La política mexicana suele ser un terreno pantanoso, pero lo ocurrido con Waldo Fernández traspasó la frontera de la competencia electoral para internarse en la perversión criminal. No se trató de una «guerra sucia» convencional; fue la construcción de una infamia diseñada para destruir no solo una carrera, sino la dignidad de un ser humano y la estabilidad de su familia.
Hoy, tras la intervención de la Fiscalía General de la República (FGR), la verdad emerge con nombres y apellidos. La detención y prisión preventiva dictada contra Karina “N” —exdiputada del PRI y, hasta hace unos días, funcionaria de primer nivel en Monterrey—, junto a Deborah «N» (la supuesta víctima) y el abogado Gustavo «N», marca el fin de una mentira que pretendía costar millones de pesos y la libertad de un inocente.
Sin embargo, más allá de la necesaria justicia penal, este caso debe ser un punto de inflexión legislativo y social.

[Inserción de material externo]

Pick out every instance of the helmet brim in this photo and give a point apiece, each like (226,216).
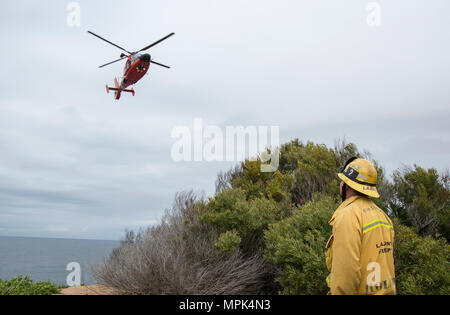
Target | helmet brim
(370,191)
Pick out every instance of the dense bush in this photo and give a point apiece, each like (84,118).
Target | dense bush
(296,246)
(265,233)
(421,263)
(422,200)
(25,286)
(179,257)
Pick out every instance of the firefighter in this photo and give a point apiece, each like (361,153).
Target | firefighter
(360,250)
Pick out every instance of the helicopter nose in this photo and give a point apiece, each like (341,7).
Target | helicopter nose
(145,58)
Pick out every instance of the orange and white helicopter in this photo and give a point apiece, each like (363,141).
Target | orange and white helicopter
(136,66)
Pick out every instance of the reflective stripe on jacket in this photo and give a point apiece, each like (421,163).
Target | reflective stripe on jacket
(360,250)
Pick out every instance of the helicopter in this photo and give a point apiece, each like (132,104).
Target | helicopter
(136,66)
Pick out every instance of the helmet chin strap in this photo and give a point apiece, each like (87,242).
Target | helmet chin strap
(344,192)
(344,187)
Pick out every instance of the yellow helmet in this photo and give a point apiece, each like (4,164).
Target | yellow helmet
(361,175)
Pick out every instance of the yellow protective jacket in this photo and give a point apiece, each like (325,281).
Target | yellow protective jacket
(360,250)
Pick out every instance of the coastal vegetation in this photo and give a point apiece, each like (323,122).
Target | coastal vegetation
(265,233)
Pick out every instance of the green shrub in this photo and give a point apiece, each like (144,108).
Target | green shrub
(25,286)
(228,242)
(421,263)
(296,246)
(422,200)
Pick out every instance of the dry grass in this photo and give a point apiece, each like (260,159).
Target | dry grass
(178,257)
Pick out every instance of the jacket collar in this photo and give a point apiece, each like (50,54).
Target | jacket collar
(347,202)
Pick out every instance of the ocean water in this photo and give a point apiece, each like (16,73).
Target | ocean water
(46,259)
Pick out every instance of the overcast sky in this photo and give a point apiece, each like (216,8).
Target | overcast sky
(74,163)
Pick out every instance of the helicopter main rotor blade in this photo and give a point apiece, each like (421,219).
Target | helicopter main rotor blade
(157,42)
(109,42)
(107,64)
(160,64)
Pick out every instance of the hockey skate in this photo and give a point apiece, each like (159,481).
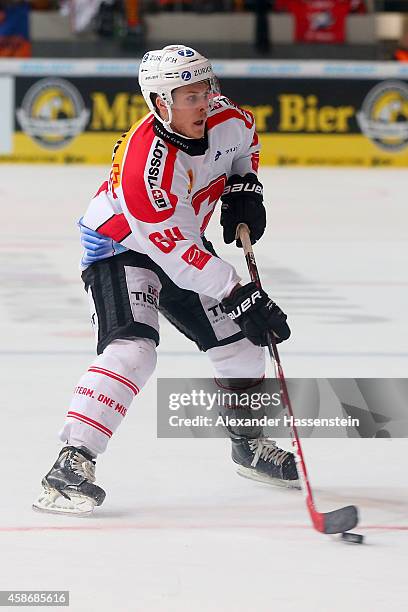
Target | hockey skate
(261,459)
(69,487)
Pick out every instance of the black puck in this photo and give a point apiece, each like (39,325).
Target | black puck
(353,538)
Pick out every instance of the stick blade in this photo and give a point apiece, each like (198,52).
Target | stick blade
(341,520)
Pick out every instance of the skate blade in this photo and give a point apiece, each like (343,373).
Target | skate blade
(252,474)
(52,502)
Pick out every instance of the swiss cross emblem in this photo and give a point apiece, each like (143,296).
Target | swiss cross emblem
(194,256)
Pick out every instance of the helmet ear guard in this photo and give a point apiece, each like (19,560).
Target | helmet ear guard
(164,70)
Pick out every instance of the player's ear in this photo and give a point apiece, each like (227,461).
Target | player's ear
(161,107)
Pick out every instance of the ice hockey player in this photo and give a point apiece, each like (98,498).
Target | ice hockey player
(145,252)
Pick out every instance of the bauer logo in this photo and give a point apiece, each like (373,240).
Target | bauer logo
(53,113)
(186,52)
(383,117)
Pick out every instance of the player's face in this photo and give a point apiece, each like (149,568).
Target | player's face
(190,109)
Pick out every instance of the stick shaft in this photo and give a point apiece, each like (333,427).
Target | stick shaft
(243,233)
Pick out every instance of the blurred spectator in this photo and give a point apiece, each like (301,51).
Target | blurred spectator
(401,52)
(321,21)
(14,29)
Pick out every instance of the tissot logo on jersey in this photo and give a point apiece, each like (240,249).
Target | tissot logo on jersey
(153,175)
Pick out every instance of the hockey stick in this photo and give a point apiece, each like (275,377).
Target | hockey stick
(337,521)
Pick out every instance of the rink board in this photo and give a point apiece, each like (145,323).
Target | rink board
(307,113)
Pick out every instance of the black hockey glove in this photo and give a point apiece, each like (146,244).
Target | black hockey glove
(256,314)
(242,202)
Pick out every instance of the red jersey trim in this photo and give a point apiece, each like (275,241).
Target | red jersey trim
(116,228)
(230,113)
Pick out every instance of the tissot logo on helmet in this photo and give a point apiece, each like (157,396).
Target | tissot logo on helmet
(186,52)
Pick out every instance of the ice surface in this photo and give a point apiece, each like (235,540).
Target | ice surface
(179,531)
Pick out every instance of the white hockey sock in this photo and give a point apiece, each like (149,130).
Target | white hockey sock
(105,392)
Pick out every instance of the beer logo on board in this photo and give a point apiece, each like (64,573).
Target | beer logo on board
(53,113)
(383,117)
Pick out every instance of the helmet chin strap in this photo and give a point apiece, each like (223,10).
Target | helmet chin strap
(167,123)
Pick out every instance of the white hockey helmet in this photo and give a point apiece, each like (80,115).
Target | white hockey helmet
(163,70)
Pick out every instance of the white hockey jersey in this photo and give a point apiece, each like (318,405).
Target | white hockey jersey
(159,199)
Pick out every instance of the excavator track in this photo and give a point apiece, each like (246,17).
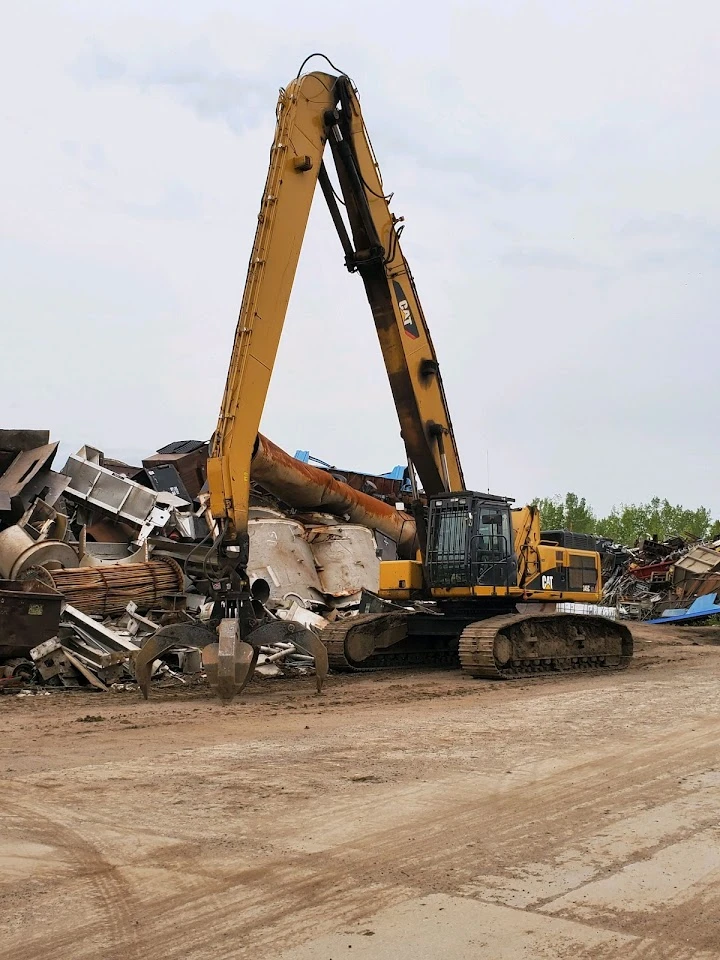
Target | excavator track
(351,645)
(511,647)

Es alarmante que una denuncia sin sustento médico ni pericial fuera utilizada como arma de extorsión. Necesitamos leyes que castiguen con severidad máxima la falsedad de declaraciones y el cohecho. Quien fabrica un delito de violencia sexual no solo ataca a un hombre inocente; afecta la credibilidad de las mujeres que sí sufren agresiones y que hoy ven su lucha trivializada por mercenarios electorales.
El escarnio que vivieron las hijas y la familia de Waldo Fernández es el resultado de una sociedad que, a veces, confunde la solidaridad con el linchamiento. Debemos proponer una cultura de presunción de inocencia responsable. El caso de Waldo demuestra que el juicio sumario en redes es una herramienta de manipulación que el «viejo régimen» sigue usando para intentar anular al adversario cuando no puede vencerlo en las urnas.
La inoperancia de la Fiscalía de Nuevo León, encabezada entonces por Pedro Arce Jardón, frente a este montaje, es una señal de alerta. Si un senador tuvo que acudir a instancias federales para no ser víctima de una trama local, ¿qué esperanza tiene el ciudadano común? Es urgente una reforma que evite que las fiscalías estatales operen como brazos ejecutores de grupos políticos o como cómplices de extorsionadores.
El aprendizaje: La determinación de Waldo Fernández al no ceder al chantaje —se habla de un intento de extorsión por 5 millones de pesos— y optar por la ruta de la legalidad, debe sentar un precedente. La mentira no puede ser la moneda de cambio en nuestra democracia.
Al final, el estigma no será para quien fue falsamente acusado, sino para quienes, desde las siglas del PRI, traicionaron la causa de las mujeres para fabricar una tragedia. La justicia llegó por fin, pero la tarea de limpiar el sistema apenas comienza.